The route planning selection described above can be similarly applied by transit operators when dispatching vehicles and drivers on routes. For fixed routes, it is a relatively straightforward process to assign vehicles and drivers to cover the routes to minimize deadheading and comply with any necessary labor regulations. However, for variable routes, optimization of dispatching is much more difficult. By reviewing the most common requests, both routes and times, for a variable route service, the optimization process may provide alternative solutions for dispatching. For example, larger or smaller capacity vehicles may be used, or additional vehicles added to a route to accommodate the passenger traffic on a route with a minimum of wasted space. Shift changes and break times for drivers can be adjusted to reflect slack periods in service demand.

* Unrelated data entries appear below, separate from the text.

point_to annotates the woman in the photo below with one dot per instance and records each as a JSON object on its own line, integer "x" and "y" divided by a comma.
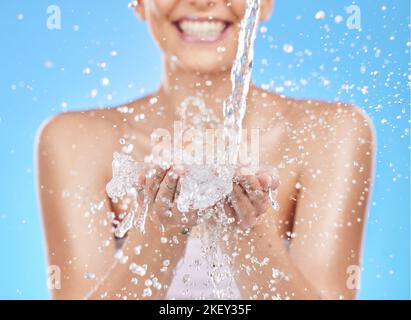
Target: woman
{"x": 323, "y": 151}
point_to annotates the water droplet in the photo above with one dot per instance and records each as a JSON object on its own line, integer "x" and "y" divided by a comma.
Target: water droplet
{"x": 320, "y": 15}
{"x": 288, "y": 48}
{"x": 89, "y": 276}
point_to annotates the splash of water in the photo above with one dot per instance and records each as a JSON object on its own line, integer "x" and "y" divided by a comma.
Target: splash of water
{"x": 236, "y": 104}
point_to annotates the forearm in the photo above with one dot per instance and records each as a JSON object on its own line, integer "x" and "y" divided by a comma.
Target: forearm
{"x": 266, "y": 269}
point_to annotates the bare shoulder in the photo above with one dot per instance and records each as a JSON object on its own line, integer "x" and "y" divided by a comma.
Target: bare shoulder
{"x": 79, "y": 138}
{"x": 316, "y": 118}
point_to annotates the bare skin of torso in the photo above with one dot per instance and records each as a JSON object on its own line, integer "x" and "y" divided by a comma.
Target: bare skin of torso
{"x": 324, "y": 154}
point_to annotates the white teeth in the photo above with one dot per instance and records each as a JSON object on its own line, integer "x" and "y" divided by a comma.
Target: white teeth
{"x": 202, "y": 29}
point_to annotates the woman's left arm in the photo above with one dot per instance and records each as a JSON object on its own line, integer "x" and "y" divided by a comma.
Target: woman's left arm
{"x": 322, "y": 261}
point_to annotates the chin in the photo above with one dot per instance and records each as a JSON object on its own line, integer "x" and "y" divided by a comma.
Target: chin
{"x": 205, "y": 63}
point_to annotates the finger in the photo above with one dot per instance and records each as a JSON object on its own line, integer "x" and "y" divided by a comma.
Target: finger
{"x": 245, "y": 212}
{"x": 258, "y": 197}
{"x": 268, "y": 179}
{"x": 154, "y": 177}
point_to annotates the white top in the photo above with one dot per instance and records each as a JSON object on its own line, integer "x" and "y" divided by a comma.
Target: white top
{"x": 191, "y": 279}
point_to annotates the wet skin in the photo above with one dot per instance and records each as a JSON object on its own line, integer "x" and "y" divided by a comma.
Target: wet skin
{"x": 324, "y": 153}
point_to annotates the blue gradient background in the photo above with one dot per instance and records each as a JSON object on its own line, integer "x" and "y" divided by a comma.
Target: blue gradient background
{"x": 30, "y": 93}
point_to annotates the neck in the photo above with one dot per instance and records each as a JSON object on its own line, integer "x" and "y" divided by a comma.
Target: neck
{"x": 178, "y": 84}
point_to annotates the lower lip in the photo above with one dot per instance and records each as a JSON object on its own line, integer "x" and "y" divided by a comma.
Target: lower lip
{"x": 194, "y": 39}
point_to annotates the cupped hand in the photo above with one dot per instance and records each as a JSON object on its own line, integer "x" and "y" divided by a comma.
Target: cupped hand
{"x": 161, "y": 186}
{"x": 250, "y": 198}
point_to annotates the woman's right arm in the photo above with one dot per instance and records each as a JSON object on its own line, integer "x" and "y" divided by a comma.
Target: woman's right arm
{"x": 72, "y": 171}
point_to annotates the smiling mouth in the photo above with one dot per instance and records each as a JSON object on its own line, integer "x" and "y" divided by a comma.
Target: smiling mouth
{"x": 202, "y": 30}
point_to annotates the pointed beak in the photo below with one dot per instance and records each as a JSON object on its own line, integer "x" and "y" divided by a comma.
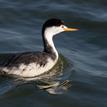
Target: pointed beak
{"x": 70, "y": 29}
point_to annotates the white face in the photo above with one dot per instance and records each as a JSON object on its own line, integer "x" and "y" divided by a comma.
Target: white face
{"x": 55, "y": 29}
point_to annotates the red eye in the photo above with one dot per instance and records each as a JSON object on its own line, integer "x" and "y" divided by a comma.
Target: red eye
{"x": 62, "y": 26}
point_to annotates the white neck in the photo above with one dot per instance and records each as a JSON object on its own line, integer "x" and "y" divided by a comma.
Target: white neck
{"x": 49, "y": 39}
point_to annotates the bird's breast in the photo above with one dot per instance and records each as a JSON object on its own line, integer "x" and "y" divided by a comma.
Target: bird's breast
{"x": 30, "y": 70}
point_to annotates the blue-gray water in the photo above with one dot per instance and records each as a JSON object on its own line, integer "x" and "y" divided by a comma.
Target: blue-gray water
{"x": 20, "y": 30}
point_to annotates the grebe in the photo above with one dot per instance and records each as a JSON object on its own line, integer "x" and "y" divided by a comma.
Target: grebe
{"x": 31, "y": 64}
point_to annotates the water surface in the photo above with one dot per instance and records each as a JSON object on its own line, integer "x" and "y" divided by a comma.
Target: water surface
{"x": 20, "y": 30}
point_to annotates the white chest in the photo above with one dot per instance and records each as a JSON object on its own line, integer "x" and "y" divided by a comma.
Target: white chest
{"x": 30, "y": 70}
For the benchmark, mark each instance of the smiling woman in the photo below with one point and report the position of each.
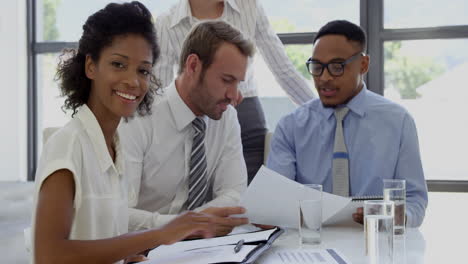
(80, 200)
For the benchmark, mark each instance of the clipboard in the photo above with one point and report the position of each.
(216, 250)
(262, 246)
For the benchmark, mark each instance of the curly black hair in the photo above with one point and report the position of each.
(99, 31)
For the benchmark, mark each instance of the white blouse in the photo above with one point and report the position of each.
(100, 202)
(249, 17)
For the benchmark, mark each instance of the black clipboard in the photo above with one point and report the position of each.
(262, 246)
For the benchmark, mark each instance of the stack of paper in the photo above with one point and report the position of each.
(305, 256)
(273, 199)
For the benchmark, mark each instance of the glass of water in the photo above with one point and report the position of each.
(378, 231)
(395, 190)
(310, 214)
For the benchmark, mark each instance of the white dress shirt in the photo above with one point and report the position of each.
(249, 17)
(100, 202)
(158, 149)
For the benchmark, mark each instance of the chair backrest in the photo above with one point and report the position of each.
(47, 132)
(268, 136)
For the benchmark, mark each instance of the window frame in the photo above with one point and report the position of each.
(371, 20)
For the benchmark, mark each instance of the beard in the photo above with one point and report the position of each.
(205, 102)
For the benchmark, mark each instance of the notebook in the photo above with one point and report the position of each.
(216, 250)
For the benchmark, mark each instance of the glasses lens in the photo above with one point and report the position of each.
(315, 68)
(335, 69)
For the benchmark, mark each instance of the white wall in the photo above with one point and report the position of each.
(13, 82)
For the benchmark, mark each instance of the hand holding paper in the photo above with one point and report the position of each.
(273, 199)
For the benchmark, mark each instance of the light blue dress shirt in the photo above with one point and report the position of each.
(382, 143)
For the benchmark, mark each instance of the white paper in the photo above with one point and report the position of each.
(210, 242)
(273, 199)
(203, 255)
(304, 256)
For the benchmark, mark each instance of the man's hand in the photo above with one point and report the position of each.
(358, 217)
(222, 221)
(187, 225)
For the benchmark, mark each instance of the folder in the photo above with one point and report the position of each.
(217, 249)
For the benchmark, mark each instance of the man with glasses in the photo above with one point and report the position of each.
(349, 139)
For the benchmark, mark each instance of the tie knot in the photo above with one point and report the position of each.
(199, 125)
(340, 113)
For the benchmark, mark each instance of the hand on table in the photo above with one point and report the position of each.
(222, 222)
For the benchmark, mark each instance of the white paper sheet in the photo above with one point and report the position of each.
(202, 255)
(273, 199)
(210, 242)
(304, 256)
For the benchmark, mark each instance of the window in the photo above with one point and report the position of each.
(424, 13)
(308, 15)
(13, 73)
(428, 78)
(62, 20)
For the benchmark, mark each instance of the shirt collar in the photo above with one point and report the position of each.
(94, 132)
(181, 113)
(355, 105)
(182, 10)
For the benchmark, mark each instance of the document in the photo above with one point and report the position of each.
(211, 242)
(273, 199)
(304, 256)
(216, 254)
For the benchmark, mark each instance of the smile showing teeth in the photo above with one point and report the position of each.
(126, 96)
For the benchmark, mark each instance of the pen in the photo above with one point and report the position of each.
(239, 245)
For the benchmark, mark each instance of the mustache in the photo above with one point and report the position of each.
(326, 86)
(225, 101)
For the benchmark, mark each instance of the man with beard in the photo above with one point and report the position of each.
(188, 154)
(349, 139)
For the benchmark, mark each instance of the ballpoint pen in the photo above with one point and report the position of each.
(239, 245)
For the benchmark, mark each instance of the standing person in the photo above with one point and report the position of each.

One use of the optimization process is to reduce personnel expenditures such as overtime by allowing the transit operators to dynamically alter schedules to ensure that each route is covered. Another is the ability to monitor on-board vehicle systems, such as idle monitors, which can also be used as part of driver evaluation processes.

An additional consideration is that drivers can readily access the route system, similarly to passengers, allowing driver input to be more quickly incorporated into the optimization process. Furthermore, driver input can be solicited as a valuable addition to the optimization system's projections by adding driver observations about items such as traffic density, stop locations and similar aspects of the system that can benefit from observer information.

Passenger Information Services

The passenger information services provided by the optimization system also needs to accommodate new technologies that will, over the long term, need to interface with the system. For example, most information services will soon need to be accessible not just through call centers or PCs, but also to web-enabled cell phones, handheld computers and PDAs, interactive television, or an automated voice response system. The optimization system must allow users to enter not only dates and times of travel and to choose departure locations and destinations by street address intersection, but also to choose locations from a list of common locations such as hospitals, shopping centers or tourist attractions. Other services and priority settings available include: minimizing walking distances, minimizing number of transfers, minimizing travel times, identifying preferred travel mode, identifying ADA routes, clicking on a map to determine departure and arrival locations.

Output options include a basic trip summary with travel time, distance and fares, a detailed written itinerary or even a map with origin, destination and transfer points clearly marked. The system also provides for: return trip planning, street routing, detailed walking instructions, multi-lingual services, multimodal travel information, next bus information, real-time schedule information, and accessibility for passengers with physical or cognitive limitations.

This concludes the description of a presently preferred embodiment of the invention. The foregoing description has been presented for the purpose of illustration and is not intended to be exhaustive or to limit the invention to the precise form disclosed. Many modifications and variations are possible in light of the above teaching and will be apparent to those skilled in the art. It is intended the scope of the invention be limited not by this description but by the claims that follow.